Term Deposit Calculator NZ
Use this NZ term deposit calculator to estimate how much interest your deposit could earn before and after tax. Enter your deposit amount, term, annual interest rate, interest payment frequency, and either your RWT or PIR rate. For example, a $10,000 term deposit at 4.75% p.a. for 12 months would earn about $475 before tax if interest is paid at maturity. At a 33% RWT rate, the after-tax interest would be about $318.25, giving an estimated maturity value of $10,318.25.
Why this calculator is different
Free to use, no sign-up, no email required
Built-in RWT and PIR toggle - see your after-tax return, not just the headline rate
Supports monthly, quarterly, half-yearly, annual and at-maturity compounding
Typical NZ rates included as a starting point — always confirm the current rate with your bank
RWT vs PIR explainer
Every dollar of interest you earn on a term deposit gets taxed. The question is which rate applies.

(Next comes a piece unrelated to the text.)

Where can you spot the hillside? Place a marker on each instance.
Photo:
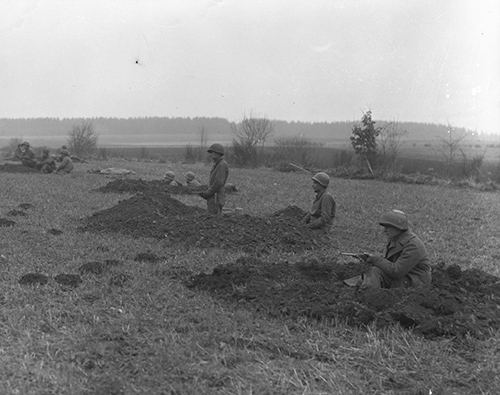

RWT (Resident Withholding Tax) is the default. Standard term deposits deduct RWT at your marginal income tax rate — 10.5%, 17.5%, 30%, 33% or 39% — based on what you tell your bank or IRD. If you don't nominate a rate, the bank may apply the highest one by default, which means you could be overpaying.
PIR (Prescribed Investor Rate) applies to term deposits held through a PIE (Portfolio Investment Entity) structure. The top PIR rate caps out at 28%, well below the top RWT rate of 39%. If you're in the 33% or 39% tax bracket, a PIE term deposit can mean a meaningfully better after-tax return for the same rate offered.
Not every bank offers a PIE version of their term deposit, and the right choice depends on your personal tax position - this calculator gives you the numbers, not the advice. If you're unsure which applies to you, ask your bank directly or speak to a financial adviser.
Things to know before you invest
Minimum deposits vary — most banks sit between $1,000 and $10,000. Kiwibank and Co-operative Bank accept smaller amounts; Rabobank and some others set higher minimums.
Early withdrawal usually costs you — most banks apply an interest penalty or require notice if you need your money before maturity. Check the product terms before you lock in.
Your deposit is protected up to $100,000 — the Depositor Compensation Scheme covers eligible deposits per institution if a registered bank fails. Spreading larger sums across two banks gets you full coverage on both.
Rates aren't fixed across the board — smaller banks and non-bank lenders (Heartland, SBS, TSB, Rabobank) often pay 0.3%–0.6% more than the big four. Compare before you commit.